Foi para transformar habitações como essas, insalubres e inadequadas, em um ambiente seguro, digno e confortável que surgiu a coalizão de organizações e players da indústria da construção civil. A coalizão está pautada pelo desenvolvimento de fluxos de trabalho e por expectativas que apoiam a inovação empreendedora, criando uma base sólida e um ambiente propício ao impacto positivo no futuro. Adotar uma abordagem sistêmica significa mapear e observar criticamente o problema para apoiar negócios liderados por empreendedores e empreendedoras de impacto social que têm endereçado os problemas habitacionais.


Para atender à demanda das moradias de baixa renda, é preciso construir um solo que possa ser cultivado e que possa florescer. E a coalizão une forças para criar essa infra-estrutura e o conhecimento necessários. Acreditamos na capacidade de unir as pessoas e de ajudá-las a construir”. | Marcos Faraco (Gerdau)


Para Marcos Faraco, vice-presidente da Gerdau Aços Brasil, Argentina e Uruguai, que participou do painel A indústria da construção e os desafios da habitação, “a união de forças sempre fez parte da história da empresa e o movimento coalizão expressa muito bem esta intenção”. Segundo Faraco, “para atender à demanda das moradias de baixa renda, é preciso construir um solo que possa ser cultivado e que possa florescer. E a coalizão une forças para criar essa infra-estrutura e o conhecimento necessários nessa direção. Acreditamos na capacidade de unir as pessoas e de ajudá-las a construir”, disse Faraco. Deste painel partiparam também Marcos Campos Bicudo, presidente da Vedacit; Álvaro Lorenz, diretor-global de Sustentabilidade, Relações Institucionais, Desenvolvimento de Produto e Engenharia da Votorantim Cimentos; e Otto von Sothen, CEO da Tigre.

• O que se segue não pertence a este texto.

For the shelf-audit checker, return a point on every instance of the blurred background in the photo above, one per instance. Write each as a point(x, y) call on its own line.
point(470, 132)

Fernando Assad, da Vivenda

Segundo Fernando Assad, empreendedor e cofundador da Vivenda, que participou do painel Alternativas de crédito para a moradia, “um ponto fundamental está em estabelecer novos mecanismos de análise de crédito”. Ele acredita que não existe mercado habitacional sem crédito. “É sempre necessário uma análise que dê confiança para a concessão de crédito, para avaliar o risco. Uma análise que inclua a baixa renda. E há alguma análise de crédito voltada para a baixa renda? Não”, afirma Assad.

Por essa razão, a Vivenda fez uma parceria com a Dataholics para o desenvolvimento de um algoritmo específico para a análise de crédito para o mercado de melhoria habitacional, uma tecnologia nova com uma abordagem que permite de fato avaliar o risco relacionado à baixa renda. Outro ponto fundamental, segundo Assad, é que não haja desvio de finalidade. “É preciso garantir que o dinheiro de fato vai ser colocado na reforma, com rastreabilidade, nota fiscal da obra, mecanismos de governança e transparência.”

Participaram também do painel Alternativas de crédito para a moradia Morenno de Macedo, gerente-executivo de Sustentabilidade e RSA da CAIXA; e Rafael Salomão, gerente de Inovação e Relacionamento Corporativo do Grupo Tigre.